Puoi pensare a questi tre elementi come scatole cinesi: un account può contenere una o più proprietà, una proprietà a sua volta può contenere una o più viste.

A livello di proprietà c’è il cuore pulsante di analytics, ciò che lo fa funzionare, traccia e raccoglie i dati.
In Informazioni sul monitoraggio > Codice di monitoraggio troviamo il tag di Google Analytics, pronto per essere installato sul nostro sito.

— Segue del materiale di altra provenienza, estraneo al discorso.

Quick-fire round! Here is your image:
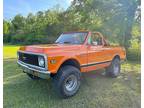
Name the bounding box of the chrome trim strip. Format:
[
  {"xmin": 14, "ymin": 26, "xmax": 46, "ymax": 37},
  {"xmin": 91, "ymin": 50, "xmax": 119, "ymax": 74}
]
[
  {"xmin": 81, "ymin": 60, "xmax": 111, "ymax": 67},
  {"xmin": 17, "ymin": 50, "xmax": 48, "ymax": 70},
  {"xmin": 17, "ymin": 61, "xmax": 50, "ymax": 74}
]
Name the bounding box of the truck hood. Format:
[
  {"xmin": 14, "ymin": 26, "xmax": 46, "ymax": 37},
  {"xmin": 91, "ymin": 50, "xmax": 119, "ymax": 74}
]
[{"xmin": 20, "ymin": 44, "xmax": 81, "ymax": 53}]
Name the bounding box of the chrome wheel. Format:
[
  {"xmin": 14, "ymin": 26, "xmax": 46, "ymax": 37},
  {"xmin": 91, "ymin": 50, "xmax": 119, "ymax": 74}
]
[{"xmin": 64, "ymin": 75, "xmax": 78, "ymax": 92}]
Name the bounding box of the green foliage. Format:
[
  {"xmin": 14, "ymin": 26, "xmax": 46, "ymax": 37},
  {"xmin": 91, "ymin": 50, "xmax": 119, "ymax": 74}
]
[{"xmin": 4, "ymin": 0, "xmax": 141, "ymax": 60}]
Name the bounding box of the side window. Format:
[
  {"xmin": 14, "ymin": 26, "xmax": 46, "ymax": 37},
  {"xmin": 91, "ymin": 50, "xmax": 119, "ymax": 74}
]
[{"xmin": 91, "ymin": 33, "xmax": 102, "ymax": 45}]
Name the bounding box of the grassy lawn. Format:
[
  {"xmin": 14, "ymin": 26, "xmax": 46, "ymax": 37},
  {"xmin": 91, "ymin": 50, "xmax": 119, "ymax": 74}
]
[{"xmin": 3, "ymin": 46, "xmax": 141, "ymax": 108}]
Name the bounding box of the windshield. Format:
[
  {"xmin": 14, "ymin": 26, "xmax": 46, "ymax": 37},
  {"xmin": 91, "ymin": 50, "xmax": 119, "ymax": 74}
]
[{"xmin": 55, "ymin": 32, "xmax": 87, "ymax": 44}]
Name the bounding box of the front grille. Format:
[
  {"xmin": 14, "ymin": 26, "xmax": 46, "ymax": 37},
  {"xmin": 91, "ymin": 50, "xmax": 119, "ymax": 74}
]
[{"xmin": 18, "ymin": 52, "xmax": 39, "ymax": 66}]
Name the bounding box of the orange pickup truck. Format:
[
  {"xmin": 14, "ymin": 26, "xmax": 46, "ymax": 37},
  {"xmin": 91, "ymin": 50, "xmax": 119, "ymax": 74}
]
[{"xmin": 17, "ymin": 31, "xmax": 126, "ymax": 97}]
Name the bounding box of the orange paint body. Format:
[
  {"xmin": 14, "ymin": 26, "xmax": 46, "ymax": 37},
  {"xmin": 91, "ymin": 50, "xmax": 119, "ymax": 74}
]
[{"xmin": 19, "ymin": 32, "xmax": 126, "ymax": 73}]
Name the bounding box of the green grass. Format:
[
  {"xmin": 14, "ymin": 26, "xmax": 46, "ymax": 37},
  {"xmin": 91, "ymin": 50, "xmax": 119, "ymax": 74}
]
[{"xmin": 3, "ymin": 46, "xmax": 141, "ymax": 108}]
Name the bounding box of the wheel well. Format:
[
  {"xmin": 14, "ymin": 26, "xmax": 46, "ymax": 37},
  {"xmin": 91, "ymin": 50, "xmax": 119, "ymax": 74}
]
[
  {"xmin": 113, "ymin": 55, "xmax": 120, "ymax": 60},
  {"xmin": 50, "ymin": 59, "xmax": 80, "ymax": 77},
  {"xmin": 60, "ymin": 59, "xmax": 80, "ymax": 70}
]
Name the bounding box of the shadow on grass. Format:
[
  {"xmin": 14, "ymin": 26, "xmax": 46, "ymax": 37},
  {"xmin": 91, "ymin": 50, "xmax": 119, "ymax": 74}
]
[{"xmin": 4, "ymin": 59, "xmax": 140, "ymax": 108}]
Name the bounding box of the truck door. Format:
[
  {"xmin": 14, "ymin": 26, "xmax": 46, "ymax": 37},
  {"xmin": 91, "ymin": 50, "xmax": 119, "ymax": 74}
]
[{"xmin": 87, "ymin": 32, "xmax": 109, "ymax": 71}]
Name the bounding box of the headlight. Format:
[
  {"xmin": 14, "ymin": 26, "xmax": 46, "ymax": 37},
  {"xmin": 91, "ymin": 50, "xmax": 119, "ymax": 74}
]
[{"xmin": 38, "ymin": 56, "xmax": 45, "ymax": 67}]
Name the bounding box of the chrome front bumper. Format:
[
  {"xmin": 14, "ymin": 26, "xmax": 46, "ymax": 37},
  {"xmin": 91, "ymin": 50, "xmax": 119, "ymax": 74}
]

A livello di proprietà puoi anche connettere Google Analytics agli altri servizi di Google come Google Ads, in modo che le due piattaforme possano dialogare e condividere dati sul traffico e sul raggiungimento degli obiettivi
Ciascun servizio che scaglieremo di collegare andrà a “potenziare” Google Analytics permettendogli di ottenere ulteriori dati utili per l’analisi del sito web.

Gli obiettivi

Il passaggio più importante (e trascurato) è stabilire degli obiettivi.
Per poter rispondere alla famigerata domanda: “come sto andando?”
Nel livello vista, puoi definire gli obiettivi della tua attività di monitoraggio dei dati.

In Google Analytics sono disponibili quattro tipi di obiettivi di obiettivi (o conversioni):

  • destinazione (il visitatore ha raggiunto una pagina chiave)
  • durata (il visitatore ha raggiunto, nella sua sessione, un numero minimo di secondi di navigazione)
  • pagine/sessione (il visitatore ha visto, nella sua sessione, un numero minimo di pagine)
  • evento (il visitatore ha effettuato un’azione specifica, tracciata tramite configurazioni avanzate sul codice; ha lasciato i suoi dati, ha scaricato un documento, ecc.).

Osserva i dati e il loro variare nel tempo, e verifica in quali casi e con che frequenza raggiungi gli obiettivi.
Solo così sarai in grado, finalmente, di dire “Beh, sta andando davvero bene”.